Abbate è stato per anni un punto di riferimento per le battaglie a difesa del Cilento e del Parco Nazionale del Cilento, Vallo di Diano e Alburni. La sua azione si è concentrata sulla denuncia di abusi edilizi, sulla gestione irregolare di isole ecologiche e discariche abusive, sul malfunzionamento di depuratori e sulla presenza di rifiuti interrati. Particolare attenzione ha dedicato alla protezione delle dune costiere e della loro preziosa flora, patrimonio fragile e spesso minacciato.

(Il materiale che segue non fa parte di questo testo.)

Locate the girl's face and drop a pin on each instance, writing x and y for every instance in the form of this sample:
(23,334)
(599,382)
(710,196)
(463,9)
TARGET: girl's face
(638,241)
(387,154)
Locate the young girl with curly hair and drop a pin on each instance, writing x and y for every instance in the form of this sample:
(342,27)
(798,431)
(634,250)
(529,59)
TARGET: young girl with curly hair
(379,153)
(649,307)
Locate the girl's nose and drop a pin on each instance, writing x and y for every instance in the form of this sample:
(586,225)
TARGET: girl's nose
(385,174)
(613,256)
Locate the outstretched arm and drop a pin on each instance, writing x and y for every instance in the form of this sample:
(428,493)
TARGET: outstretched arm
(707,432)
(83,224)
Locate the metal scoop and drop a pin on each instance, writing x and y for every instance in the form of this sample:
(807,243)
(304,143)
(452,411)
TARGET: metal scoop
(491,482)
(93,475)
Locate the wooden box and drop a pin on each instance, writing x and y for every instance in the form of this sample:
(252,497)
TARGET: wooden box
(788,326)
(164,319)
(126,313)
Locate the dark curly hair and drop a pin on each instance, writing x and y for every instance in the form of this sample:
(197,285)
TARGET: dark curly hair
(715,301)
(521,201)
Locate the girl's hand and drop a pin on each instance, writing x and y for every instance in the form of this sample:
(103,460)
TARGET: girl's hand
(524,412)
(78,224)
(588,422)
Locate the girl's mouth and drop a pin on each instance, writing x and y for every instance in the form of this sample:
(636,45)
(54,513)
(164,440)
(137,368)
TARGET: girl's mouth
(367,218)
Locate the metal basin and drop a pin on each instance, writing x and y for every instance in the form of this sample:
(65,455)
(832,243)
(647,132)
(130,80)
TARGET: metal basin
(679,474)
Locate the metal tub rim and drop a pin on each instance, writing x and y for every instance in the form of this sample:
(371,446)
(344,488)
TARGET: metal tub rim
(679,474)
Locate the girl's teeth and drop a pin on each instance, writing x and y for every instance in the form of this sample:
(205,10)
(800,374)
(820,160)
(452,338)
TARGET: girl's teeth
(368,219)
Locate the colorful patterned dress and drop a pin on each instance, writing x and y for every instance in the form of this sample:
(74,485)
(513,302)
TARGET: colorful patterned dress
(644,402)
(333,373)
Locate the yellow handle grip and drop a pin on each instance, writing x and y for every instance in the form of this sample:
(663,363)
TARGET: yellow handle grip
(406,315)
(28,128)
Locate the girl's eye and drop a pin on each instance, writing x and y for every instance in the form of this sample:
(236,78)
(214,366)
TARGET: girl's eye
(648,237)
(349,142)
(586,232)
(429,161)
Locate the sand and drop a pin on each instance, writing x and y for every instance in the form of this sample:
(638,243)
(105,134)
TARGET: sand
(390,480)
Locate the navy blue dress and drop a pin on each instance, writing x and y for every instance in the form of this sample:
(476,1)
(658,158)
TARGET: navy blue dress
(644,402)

Per alcuni anni è stato presidente di Fare Verde Cilento, associazione molto attiva nel Golfo di Policastro fino al 2017. Le sue denunce, spesso circostanziate e dettagliate, hanno acceso i riflettori su problematiche che rischiavano di restare nell’ombra.
A ricordarlo l’amica e collega di tante battaglie Lia Amato.
Con Paolo Abbate il Cilento perde un difensore tenace della sua identità ambientale, una voce libera che non ha esitato a esporsi pur di proteggere una terra tanto bella quanto spesso oltraggiata nella sua verginità naturale.